My dear friend OreoSouza wrote a lovely tribute to her mother. Obviously a powerful, faithful woman of God who instilled such a love for Christ in her children. I can honestly say I did not have a Mom like that. There were things she did right. Still, she is a very prideful, unhappy elderly woman who is the picture of a contentious woman. My childhood was beyond dysfunctional and it has taken my 4 brothers and I years to overcome hurts and painful memories. I believe those of us who love Christ and are ardent believers are the 2 that have faired best.
I met my dear little OreoSouza when she was quite pregnant with her youngest Abe. She was so kind to even allow us in her home considering I had 6 children at the time and she was so well so pregnant. Shurleen is a very content woman. Self-aware and considering Im a blubbering fool that wears her heart on her sleeve (and doesnt that get annoying after a while) I admire that in her.

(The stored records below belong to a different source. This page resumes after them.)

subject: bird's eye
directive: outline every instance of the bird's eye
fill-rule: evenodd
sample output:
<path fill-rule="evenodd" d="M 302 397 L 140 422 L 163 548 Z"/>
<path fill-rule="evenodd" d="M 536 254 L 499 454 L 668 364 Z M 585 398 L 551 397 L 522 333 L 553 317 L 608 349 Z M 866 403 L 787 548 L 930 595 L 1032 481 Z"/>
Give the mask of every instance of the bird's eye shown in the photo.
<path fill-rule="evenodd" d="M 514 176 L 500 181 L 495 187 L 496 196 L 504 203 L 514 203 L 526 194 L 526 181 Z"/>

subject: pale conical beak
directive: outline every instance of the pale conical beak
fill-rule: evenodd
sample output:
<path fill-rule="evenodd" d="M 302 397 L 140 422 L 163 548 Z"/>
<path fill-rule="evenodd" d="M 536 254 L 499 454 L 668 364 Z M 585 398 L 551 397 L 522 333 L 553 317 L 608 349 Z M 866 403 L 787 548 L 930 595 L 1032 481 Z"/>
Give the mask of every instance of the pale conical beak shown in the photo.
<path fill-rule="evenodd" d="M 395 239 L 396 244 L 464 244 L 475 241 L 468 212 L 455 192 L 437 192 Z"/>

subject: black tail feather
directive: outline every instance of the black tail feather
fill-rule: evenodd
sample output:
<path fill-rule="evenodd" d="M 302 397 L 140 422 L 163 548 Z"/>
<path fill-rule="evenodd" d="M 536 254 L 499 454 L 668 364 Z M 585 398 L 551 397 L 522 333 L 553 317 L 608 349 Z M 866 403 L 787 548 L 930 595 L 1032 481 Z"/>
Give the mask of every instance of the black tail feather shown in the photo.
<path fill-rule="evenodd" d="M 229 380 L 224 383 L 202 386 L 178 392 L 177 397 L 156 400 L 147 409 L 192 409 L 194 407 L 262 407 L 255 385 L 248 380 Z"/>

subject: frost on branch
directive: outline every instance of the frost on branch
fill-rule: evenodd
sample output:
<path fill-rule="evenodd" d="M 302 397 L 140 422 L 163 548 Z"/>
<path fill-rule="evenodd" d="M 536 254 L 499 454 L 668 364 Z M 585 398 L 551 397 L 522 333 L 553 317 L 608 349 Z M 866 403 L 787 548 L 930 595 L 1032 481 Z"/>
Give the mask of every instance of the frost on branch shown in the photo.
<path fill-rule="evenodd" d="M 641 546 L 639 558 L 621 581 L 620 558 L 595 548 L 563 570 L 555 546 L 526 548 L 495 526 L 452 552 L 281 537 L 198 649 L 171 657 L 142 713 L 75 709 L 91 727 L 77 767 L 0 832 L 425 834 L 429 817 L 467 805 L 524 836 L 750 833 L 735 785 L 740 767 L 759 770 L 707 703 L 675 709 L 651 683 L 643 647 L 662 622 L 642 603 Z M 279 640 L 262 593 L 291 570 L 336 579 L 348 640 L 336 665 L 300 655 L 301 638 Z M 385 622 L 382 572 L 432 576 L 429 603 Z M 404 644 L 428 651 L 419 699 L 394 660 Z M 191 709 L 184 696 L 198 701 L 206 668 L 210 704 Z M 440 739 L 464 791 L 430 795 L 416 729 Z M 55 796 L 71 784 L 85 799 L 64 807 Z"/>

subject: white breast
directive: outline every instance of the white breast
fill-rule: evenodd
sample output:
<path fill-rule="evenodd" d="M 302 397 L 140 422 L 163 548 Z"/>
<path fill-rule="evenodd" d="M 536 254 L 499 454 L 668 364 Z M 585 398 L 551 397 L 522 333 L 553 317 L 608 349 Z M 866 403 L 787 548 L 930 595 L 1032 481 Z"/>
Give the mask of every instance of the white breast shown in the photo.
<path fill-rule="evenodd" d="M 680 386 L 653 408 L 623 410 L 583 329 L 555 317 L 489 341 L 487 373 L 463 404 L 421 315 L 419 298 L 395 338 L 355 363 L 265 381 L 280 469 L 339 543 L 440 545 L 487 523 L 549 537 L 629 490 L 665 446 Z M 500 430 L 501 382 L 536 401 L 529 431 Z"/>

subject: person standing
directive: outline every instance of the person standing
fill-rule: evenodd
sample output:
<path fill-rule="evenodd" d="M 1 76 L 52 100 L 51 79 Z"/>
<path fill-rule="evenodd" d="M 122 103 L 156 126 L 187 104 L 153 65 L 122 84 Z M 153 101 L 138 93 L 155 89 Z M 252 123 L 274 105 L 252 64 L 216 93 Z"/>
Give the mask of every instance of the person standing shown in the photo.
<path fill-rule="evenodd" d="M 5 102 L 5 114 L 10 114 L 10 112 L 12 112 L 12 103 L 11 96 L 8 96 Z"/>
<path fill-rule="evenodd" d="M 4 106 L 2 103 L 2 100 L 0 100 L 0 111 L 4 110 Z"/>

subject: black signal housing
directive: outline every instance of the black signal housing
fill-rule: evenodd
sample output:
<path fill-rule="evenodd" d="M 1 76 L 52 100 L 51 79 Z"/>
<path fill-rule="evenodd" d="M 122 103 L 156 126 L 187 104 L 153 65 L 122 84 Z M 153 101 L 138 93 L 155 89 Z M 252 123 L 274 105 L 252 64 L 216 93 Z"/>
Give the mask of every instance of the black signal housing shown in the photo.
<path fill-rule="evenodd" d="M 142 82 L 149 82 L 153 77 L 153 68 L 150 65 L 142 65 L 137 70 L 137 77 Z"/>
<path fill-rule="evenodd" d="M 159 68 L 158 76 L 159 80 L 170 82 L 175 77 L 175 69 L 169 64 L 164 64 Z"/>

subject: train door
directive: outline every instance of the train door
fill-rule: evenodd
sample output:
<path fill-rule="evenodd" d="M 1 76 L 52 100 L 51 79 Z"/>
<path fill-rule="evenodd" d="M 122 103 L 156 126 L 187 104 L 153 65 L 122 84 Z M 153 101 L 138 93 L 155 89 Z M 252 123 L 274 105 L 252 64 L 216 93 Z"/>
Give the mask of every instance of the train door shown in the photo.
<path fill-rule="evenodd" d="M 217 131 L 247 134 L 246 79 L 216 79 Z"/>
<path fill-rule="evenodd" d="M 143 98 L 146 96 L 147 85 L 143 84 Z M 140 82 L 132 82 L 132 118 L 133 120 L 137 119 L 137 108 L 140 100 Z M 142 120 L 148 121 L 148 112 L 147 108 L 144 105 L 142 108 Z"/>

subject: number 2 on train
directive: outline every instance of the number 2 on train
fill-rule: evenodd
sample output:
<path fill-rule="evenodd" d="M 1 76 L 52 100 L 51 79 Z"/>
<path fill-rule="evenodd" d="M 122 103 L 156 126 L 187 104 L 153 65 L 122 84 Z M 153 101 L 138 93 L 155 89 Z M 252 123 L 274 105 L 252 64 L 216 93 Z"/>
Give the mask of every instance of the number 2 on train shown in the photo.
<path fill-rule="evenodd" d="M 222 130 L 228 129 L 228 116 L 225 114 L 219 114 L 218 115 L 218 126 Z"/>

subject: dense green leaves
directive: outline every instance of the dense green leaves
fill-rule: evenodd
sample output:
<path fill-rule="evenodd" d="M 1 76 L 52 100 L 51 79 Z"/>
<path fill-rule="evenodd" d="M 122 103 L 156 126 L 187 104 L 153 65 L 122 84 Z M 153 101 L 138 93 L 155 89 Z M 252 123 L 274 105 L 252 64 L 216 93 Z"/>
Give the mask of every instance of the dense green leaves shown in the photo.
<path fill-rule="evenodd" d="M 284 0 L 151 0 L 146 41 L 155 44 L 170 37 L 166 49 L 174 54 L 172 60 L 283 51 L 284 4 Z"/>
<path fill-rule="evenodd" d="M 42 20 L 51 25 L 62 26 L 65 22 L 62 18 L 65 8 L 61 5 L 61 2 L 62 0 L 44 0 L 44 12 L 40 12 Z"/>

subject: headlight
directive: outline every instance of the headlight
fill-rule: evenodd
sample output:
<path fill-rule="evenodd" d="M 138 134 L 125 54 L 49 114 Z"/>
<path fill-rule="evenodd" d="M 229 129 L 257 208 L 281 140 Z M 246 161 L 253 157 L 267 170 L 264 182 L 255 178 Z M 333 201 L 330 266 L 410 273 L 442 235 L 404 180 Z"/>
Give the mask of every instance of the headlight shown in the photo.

She is a hippie chick, Lola Granola. Really she kinda is. Dangly earrings, until recently long hair and just exuding the confidence of a woman who loves and is loved by her family. She is careful and thoughtful in who she chooses to be-friend. Me, I feel so glad someone would even be my friend that until age 40 I took what I could get. Often that was not such a good idea. I have to ask myself if I had been so confident in my parents love, my mothers acceptance of me would I be different. Before I can dwell too long there I think
What kind of Mommy am I. I am a walking blind woman when it comes to being a Christian wife and Mommy. I do open the instruction book daily, still some days I can not feel my feet underneath me. Having no older, wiser woman to lean on, it is a lonely walk. I do not want to be like my Mother, God bless her. I want my children to have that deep down, unshakable knowing that they are loved by me, by Christ exactly for who they are. Oh, I want responsible children, kind children, mostly children who love and serve the Lord.
One thing I know, I may never completely feel like I have the world by the tail, but my children will. They may grow up to be blue collar workers, or artists or ? They will know Christ loves them. Their Momma and Daddy loved them and I pray each day, sometimes several times a day that I can be the Mom Shurleens Mother was and is. What could be better than knowing because of your obedience ALL your children walk with Christ. What a reward!